Derweil bastelt Al-Sisi an seinem Denkmal. Krampfhaft rückt er sich in die Nähe des alten Staatspräsidenten Gamal Abdel Nassers, der in den 1950er Jahren Ägypten eine kurze Blütezeit bescherte. Nasser verstaatliche den Suez-Kanal und setzte Sozialreformen durch. Doch Nasser stand auch für die allumfassende Macht des Militärs, die Gleichschaltung der Presse und die ungezügelte Unterdrückung der Opposition. Von Nassers nationalistisch-autokratischem Staatsverständnis sozialistischer Prägung kopierte Al-Sisi lediglich einen autokratischen Nationalismus und färbte ihn neoliberal und religiös. Mit Nassers Sozialpolitik hat Al-Sisis Agenda nichts zu tun. Mit dem öffentlichkeitswirksam inszenierten Beginn der Ausbauarbeiten des Suez-Kanals errichtet sich Al-Sisi derzeit sein eigenes Monument.

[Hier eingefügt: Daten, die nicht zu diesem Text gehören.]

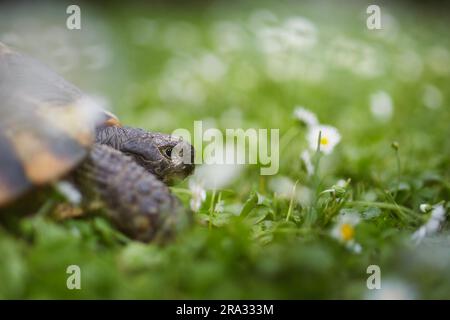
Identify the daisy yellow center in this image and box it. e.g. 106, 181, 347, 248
341, 223, 355, 241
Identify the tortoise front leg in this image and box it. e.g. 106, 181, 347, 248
76, 144, 189, 241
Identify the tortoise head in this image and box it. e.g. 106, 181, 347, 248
120, 128, 195, 184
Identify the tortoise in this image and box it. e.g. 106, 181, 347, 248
0, 42, 194, 241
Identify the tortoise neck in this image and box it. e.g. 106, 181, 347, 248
95, 126, 142, 150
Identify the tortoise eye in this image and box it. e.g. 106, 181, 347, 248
164, 147, 173, 159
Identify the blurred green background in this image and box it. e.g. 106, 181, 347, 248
0, 1, 450, 299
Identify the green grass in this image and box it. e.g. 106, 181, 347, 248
0, 2, 450, 299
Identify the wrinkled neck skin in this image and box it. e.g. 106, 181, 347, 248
96, 126, 194, 184
95, 126, 142, 151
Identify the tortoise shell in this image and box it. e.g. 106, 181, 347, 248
0, 42, 117, 207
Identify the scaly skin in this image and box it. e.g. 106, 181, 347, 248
96, 126, 194, 184
76, 144, 189, 242
75, 126, 194, 241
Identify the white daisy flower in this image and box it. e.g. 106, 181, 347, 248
300, 150, 314, 176
282, 17, 317, 49
214, 200, 225, 213
307, 125, 341, 154
422, 84, 444, 109
419, 203, 432, 213
294, 106, 319, 127
412, 204, 445, 244
189, 180, 206, 212
370, 91, 394, 122
331, 213, 362, 253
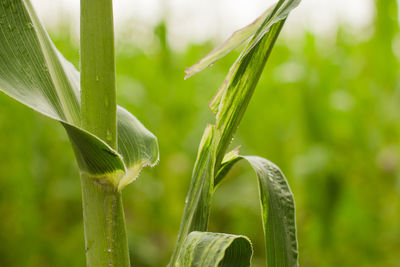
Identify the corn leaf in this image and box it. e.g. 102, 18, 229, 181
0, 0, 158, 189
176, 232, 252, 267
169, 125, 217, 266
185, 0, 300, 79
216, 154, 298, 267
170, 0, 300, 267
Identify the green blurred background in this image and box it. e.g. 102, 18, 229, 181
0, 0, 400, 267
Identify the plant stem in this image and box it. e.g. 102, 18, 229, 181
80, 0, 130, 267
81, 175, 130, 267
81, 0, 117, 148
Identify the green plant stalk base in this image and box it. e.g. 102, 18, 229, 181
81, 174, 130, 267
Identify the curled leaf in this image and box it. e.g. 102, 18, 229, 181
0, 0, 158, 190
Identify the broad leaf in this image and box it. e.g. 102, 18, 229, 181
170, 0, 300, 267
217, 155, 298, 267
175, 232, 253, 267
0, 0, 158, 189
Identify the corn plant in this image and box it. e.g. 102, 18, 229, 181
0, 0, 299, 267
169, 0, 300, 267
0, 0, 158, 267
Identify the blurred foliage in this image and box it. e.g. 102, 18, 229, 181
0, 0, 400, 267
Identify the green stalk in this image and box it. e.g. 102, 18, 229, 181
80, 0, 130, 267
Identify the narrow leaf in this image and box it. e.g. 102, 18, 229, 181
0, 0, 158, 189
175, 232, 253, 267
185, 6, 275, 79
169, 125, 216, 266
185, 0, 301, 79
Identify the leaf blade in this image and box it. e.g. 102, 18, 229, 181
176, 231, 253, 267
0, 0, 158, 190
219, 155, 298, 267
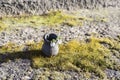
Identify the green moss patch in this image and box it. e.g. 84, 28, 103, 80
0, 37, 120, 78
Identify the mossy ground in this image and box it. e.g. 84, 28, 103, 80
0, 37, 120, 78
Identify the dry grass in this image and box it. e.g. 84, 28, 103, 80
0, 37, 115, 77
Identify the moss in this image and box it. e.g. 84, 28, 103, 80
33, 38, 112, 77
0, 37, 118, 78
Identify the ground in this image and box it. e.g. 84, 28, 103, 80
0, 8, 120, 80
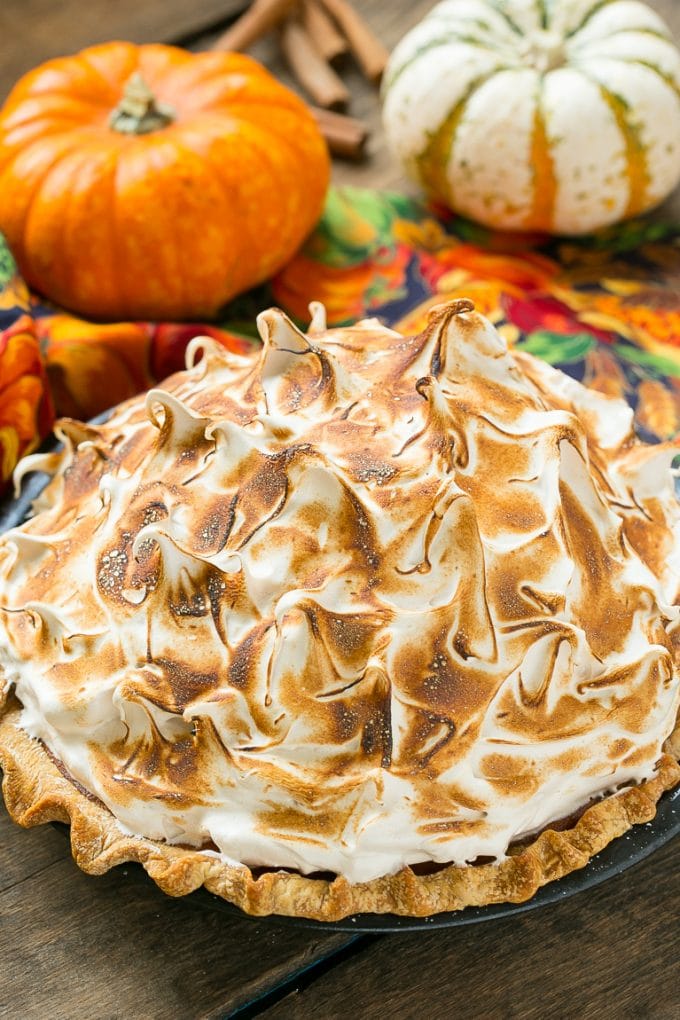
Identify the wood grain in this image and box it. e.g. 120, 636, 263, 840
263, 842, 680, 1020
0, 0, 247, 102
0, 830, 353, 1020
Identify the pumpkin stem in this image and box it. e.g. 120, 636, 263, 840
109, 70, 176, 135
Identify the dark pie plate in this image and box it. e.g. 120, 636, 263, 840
0, 424, 680, 932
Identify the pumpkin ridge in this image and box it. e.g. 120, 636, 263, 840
55, 141, 122, 305
169, 137, 243, 297
565, 0, 618, 39
6, 131, 95, 290
486, 0, 524, 36
382, 37, 519, 94
524, 92, 558, 230
607, 56, 680, 99
536, 0, 551, 29
414, 67, 504, 209
583, 79, 649, 216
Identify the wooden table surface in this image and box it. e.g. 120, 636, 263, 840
0, 0, 680, 1020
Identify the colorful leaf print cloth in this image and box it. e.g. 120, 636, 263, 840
0, 188, 680, 497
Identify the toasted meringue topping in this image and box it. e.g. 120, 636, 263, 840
0, 302, 680, 881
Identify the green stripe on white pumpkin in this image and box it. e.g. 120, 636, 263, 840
448, 67, 540, 230
588, 59, 680, 209
384, 0, 680, 234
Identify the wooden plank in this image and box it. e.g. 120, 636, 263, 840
0, 848, 354, 1020
262, 840, 680, 1020
0, 0, 246, 101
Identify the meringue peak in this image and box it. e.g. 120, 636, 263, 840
0, 300, 680, 881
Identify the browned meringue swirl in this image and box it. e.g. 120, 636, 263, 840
0, 301, 680, 881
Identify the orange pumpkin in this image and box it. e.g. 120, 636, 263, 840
0, 43, 329, 319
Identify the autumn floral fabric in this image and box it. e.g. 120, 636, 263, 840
0, 188, 680, 490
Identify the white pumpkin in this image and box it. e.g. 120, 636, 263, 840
383, 0, 680, 234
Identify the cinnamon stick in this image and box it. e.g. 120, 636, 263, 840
320, 0, 389, 83
302, 0, 349, 63
280, 17, 350, 110
211, 0, 298, 50
311, 106, 369, 160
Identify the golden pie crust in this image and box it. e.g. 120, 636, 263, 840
0, 696, 680, 921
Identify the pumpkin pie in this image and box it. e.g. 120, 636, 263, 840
0, 301, 680, 920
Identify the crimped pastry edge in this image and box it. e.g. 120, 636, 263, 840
0, 697, 680, 921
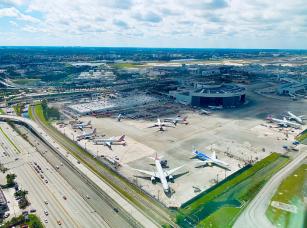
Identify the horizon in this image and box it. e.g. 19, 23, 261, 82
0, 0, 307, 50
0, 45, 307, 51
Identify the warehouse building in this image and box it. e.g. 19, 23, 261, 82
170, 83, 246, 108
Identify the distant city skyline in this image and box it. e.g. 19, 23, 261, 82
0, 0, 307, 49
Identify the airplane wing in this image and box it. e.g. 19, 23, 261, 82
164, 165, 184, 177
134, 169, 160, 178
105, 142, 111, 147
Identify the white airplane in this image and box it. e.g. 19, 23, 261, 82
287, 111, 304, 124
93, 135, 126, 149
134, 154, 184, 194
164, 116, 189, 125
266, 115, 301, 128
193, 149, 229, 169
200, 109, 211, 116
72, 121, 92, 129
148, 118, 173, 131
77, 128, 96, 141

Der Westen steht derweil Spalier. Mit der Armee an der Macht konnte man ebenso gut leben wie mit Mursi. Und auch mit dem neuen Staatschef läuft der Motor langsam warm, entstammt er doch jener Institution, mit der Washington und Brüssel seit Langem beste Beziehungen pflegen. Die USA liefern wieder Waffen und die deutsche Bundesregierung verhandelt mit Kairo über ein Polizeiabkommen. Erst vor einer Woche empfing Al-Sisi die größte US-Wirtschaftsdelegation, die das Land je gesehen hat. Die Konterrevolution war erfolgreich, der alte Militärstaat am Nil ist restauriert und der Westen richtet sich mit den neuen alten Herrschern im Land ein. Doch es ist nur eine Frage der Zeit bis sich Ägyptens Bevölkerung wieder gegen die uniformierten Eliten erhebt, schließlich leidet Ägypten mehr denn je an sozialer Ungleichheit und politischer Repression. Al-Sisis Wirtschafts- und Sozialpolitik wird diese Probleme über kurz oder lang verschärfen. Entscheidend ist jedoch, ob die revolutionäre nach Freiheit dürstende Jugend aus den Fehlern der jüngsten Revolution lernen wird.